Quote from OddTrader:

We must pay for our insurance at certain cost. Isn't it?

absolutely, : you have to pay so that you can sleep well knowing that you are hedged.

That sleep ain't free !
 
Quote from MandelbrotSet:

You're already hedged.

If you start playing around with options, you're going to overcomplicate your portfolio (even though, by definition, you're already "playing around with options" in the Dow Ultra Short position ... but hopefully someone who is professional is doing it.)

If you are concerned with the over-exposure to the Long side, simple redistribute your shares so that your porfolio is more balanced, or just sell off some positions and go to cash.

Mandelbrotset Exposed

http://www.elitetrader.com/vb/showthread.php?s=&threadid=169607&perpage=6&pagenumber=7
 
Quote from cashmoney69:

I'm long 5 different positions, and short 1. One of those longs is the DXD (dow ultra short)

I never like being all long or short in my account, I like to spread out my risk, but my questions is, whats the best way to do this?

buy puts on all my long positions or just do what i did and go long the short ETF?

thanks

note: the position circled in blue is my hedge...good thing i had it too.

One way to do it is find the beta of each individual stock, go

Beta x price x number of shares you own, then divide that by the price of the spy's

this will give you the exact amount of spy shares you need to short to remain market neutral.

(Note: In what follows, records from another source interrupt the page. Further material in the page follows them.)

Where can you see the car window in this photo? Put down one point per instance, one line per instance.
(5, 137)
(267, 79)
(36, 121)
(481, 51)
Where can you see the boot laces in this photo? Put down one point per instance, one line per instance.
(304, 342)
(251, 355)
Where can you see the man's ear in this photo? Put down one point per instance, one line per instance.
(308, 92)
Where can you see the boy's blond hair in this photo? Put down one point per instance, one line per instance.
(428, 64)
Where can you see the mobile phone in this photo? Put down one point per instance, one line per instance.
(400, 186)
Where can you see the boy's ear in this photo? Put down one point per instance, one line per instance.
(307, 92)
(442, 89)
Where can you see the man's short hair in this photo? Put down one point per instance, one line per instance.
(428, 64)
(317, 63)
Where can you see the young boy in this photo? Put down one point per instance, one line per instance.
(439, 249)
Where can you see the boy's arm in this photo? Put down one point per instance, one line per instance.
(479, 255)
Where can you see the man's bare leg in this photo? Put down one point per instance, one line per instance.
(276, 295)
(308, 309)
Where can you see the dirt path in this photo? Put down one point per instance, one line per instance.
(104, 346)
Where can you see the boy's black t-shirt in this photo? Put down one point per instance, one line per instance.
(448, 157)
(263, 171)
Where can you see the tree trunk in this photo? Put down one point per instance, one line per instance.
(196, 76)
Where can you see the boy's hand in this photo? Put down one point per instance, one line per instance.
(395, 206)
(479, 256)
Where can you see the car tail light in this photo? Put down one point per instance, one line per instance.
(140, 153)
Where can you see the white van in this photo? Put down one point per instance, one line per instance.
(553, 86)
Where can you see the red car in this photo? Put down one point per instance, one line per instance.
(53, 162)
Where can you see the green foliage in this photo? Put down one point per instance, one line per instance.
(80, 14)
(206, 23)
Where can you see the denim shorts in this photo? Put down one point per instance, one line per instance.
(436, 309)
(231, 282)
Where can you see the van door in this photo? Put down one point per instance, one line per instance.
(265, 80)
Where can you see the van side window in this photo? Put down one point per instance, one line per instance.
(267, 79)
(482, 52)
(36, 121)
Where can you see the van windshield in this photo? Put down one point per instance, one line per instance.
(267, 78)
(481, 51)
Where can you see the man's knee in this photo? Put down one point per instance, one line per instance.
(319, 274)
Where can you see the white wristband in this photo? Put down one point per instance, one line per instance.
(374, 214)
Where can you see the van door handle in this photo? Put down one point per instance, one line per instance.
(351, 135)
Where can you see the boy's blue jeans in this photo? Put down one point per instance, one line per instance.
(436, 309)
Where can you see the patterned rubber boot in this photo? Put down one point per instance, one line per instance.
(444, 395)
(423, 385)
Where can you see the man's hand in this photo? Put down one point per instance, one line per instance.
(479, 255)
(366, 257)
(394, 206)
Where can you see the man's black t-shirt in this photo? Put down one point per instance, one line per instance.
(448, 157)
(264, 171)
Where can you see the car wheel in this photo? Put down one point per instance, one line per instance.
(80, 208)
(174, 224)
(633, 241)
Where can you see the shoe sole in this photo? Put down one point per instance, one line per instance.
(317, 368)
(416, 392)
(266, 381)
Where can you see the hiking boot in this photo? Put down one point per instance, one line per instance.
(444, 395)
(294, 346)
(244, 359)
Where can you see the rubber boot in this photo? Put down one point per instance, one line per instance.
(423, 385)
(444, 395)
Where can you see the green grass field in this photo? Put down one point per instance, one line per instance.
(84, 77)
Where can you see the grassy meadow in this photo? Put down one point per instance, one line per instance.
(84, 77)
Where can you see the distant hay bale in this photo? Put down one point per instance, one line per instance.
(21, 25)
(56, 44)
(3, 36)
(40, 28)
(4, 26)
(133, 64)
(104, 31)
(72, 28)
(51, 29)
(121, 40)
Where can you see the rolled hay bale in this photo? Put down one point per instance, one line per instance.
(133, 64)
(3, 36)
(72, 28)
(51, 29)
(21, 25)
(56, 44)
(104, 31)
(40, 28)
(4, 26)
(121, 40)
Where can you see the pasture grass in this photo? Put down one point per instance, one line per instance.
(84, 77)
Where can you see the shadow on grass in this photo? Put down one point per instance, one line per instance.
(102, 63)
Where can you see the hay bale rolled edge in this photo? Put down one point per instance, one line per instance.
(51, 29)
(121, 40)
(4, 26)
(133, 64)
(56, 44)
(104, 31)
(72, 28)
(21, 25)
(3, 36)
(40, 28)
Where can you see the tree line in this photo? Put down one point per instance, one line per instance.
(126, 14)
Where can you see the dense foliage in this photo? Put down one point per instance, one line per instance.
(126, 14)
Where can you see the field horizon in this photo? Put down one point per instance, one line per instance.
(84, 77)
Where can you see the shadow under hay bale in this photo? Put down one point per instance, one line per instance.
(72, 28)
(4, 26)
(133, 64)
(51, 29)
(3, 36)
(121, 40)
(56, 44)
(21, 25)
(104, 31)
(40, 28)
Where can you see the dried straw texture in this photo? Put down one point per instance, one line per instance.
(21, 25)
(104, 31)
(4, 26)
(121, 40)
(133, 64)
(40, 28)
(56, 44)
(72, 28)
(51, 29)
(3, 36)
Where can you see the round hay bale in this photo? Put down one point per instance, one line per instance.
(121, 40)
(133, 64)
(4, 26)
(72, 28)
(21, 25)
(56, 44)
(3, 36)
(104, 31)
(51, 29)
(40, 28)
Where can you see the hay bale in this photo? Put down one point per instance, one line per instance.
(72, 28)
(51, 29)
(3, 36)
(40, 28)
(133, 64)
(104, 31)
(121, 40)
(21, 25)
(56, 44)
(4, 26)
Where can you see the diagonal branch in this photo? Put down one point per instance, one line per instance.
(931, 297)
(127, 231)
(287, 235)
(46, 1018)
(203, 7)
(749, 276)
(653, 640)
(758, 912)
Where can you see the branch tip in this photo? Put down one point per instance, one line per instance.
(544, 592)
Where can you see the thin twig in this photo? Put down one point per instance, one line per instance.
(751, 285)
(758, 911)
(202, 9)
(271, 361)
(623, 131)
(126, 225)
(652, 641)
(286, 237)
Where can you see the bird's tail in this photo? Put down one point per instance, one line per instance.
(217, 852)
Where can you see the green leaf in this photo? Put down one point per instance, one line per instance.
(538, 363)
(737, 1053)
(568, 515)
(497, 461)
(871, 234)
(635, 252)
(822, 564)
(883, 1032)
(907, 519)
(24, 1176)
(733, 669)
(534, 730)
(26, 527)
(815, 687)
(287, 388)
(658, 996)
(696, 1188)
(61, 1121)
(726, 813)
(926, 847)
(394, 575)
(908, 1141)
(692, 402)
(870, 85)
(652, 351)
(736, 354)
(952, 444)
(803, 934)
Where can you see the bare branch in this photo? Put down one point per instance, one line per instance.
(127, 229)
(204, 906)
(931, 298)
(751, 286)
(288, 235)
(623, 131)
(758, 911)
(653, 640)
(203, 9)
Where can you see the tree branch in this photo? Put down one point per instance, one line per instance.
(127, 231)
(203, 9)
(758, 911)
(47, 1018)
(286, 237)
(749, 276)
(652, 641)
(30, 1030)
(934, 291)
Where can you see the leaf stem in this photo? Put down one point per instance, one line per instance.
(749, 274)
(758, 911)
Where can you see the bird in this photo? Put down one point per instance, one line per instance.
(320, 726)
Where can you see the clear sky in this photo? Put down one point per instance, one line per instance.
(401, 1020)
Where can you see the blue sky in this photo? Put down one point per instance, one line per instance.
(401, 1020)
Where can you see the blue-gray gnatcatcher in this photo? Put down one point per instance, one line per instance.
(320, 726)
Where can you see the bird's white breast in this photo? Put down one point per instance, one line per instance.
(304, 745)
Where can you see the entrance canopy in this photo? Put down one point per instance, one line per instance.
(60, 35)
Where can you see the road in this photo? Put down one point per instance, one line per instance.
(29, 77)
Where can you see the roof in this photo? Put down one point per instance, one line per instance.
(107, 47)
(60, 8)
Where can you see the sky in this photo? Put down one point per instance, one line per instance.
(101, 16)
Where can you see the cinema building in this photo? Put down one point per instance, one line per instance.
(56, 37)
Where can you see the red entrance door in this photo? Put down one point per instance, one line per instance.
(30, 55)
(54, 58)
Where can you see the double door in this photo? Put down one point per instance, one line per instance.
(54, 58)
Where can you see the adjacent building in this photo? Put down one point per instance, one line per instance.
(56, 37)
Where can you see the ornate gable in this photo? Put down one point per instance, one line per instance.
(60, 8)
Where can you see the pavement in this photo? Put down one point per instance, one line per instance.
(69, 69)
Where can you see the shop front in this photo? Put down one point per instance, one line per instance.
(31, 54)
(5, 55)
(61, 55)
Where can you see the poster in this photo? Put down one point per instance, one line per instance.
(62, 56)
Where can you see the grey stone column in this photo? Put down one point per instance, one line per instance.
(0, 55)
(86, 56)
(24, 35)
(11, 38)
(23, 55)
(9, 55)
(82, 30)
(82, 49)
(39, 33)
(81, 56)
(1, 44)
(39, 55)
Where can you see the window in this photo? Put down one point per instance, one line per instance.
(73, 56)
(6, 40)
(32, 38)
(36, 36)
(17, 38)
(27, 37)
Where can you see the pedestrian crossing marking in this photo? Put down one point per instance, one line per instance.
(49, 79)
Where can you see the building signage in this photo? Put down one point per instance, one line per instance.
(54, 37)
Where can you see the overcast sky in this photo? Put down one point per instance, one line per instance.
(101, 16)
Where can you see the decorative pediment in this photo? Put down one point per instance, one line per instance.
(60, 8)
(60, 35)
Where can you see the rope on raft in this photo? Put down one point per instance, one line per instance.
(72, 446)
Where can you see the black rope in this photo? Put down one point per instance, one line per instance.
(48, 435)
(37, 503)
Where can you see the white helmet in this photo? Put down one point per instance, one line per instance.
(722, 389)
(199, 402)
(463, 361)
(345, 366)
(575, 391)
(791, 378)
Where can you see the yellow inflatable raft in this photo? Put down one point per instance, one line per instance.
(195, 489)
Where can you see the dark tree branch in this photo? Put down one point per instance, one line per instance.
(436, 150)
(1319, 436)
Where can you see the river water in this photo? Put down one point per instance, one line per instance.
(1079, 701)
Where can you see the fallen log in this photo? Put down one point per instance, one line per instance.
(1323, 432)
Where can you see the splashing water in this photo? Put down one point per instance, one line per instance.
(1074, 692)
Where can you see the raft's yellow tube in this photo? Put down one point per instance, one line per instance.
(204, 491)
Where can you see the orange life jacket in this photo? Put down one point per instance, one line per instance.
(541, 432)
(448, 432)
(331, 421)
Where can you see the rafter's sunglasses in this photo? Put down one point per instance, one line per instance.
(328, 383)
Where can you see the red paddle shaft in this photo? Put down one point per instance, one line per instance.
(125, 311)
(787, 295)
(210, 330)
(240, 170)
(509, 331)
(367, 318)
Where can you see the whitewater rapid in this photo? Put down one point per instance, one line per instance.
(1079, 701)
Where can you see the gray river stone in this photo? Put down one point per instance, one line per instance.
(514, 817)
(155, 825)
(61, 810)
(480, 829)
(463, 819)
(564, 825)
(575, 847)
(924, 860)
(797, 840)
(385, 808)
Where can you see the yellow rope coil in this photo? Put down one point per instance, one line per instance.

Obviously you dont hedge the dow ultra short etf like this.
 
Quote from dwl603:

One way to do it is find the beta of each individual stock, go

Beta x price x number of shares you own, then divide that by the price of the spy's

this will give you the exact amount of spy shares you need to short to remain market neutral. Obviously you dont hedge the dow ultra short etf like this.

Good point. Too many forget to check their Delta's. You can figure out your total exposure using dwl603's math on your whole book. Yes, I like to be hedged overnight. My overnights are bets on outperformance of peers or index, not always just directional.

Most traders on here know this, but since you asked here is an example:
If you are long an energy name with a 2.25 delta and decide to hedge with XOM (which is a .85 delta or thereabouts) a market neutral hedge would be 2.65x of XOM the $ amt you are long in high beta name. Oftentimes you will see your undervalued high beta name unched or so in a down energy market let's say, because its cheap or has gotten too beaten down that's why you're long, and you clean up on your 'hedge'. Too often I find people puzzled thinking the are hedged because they only went dollar-neutral, or shorted the same dollar amount in hedge.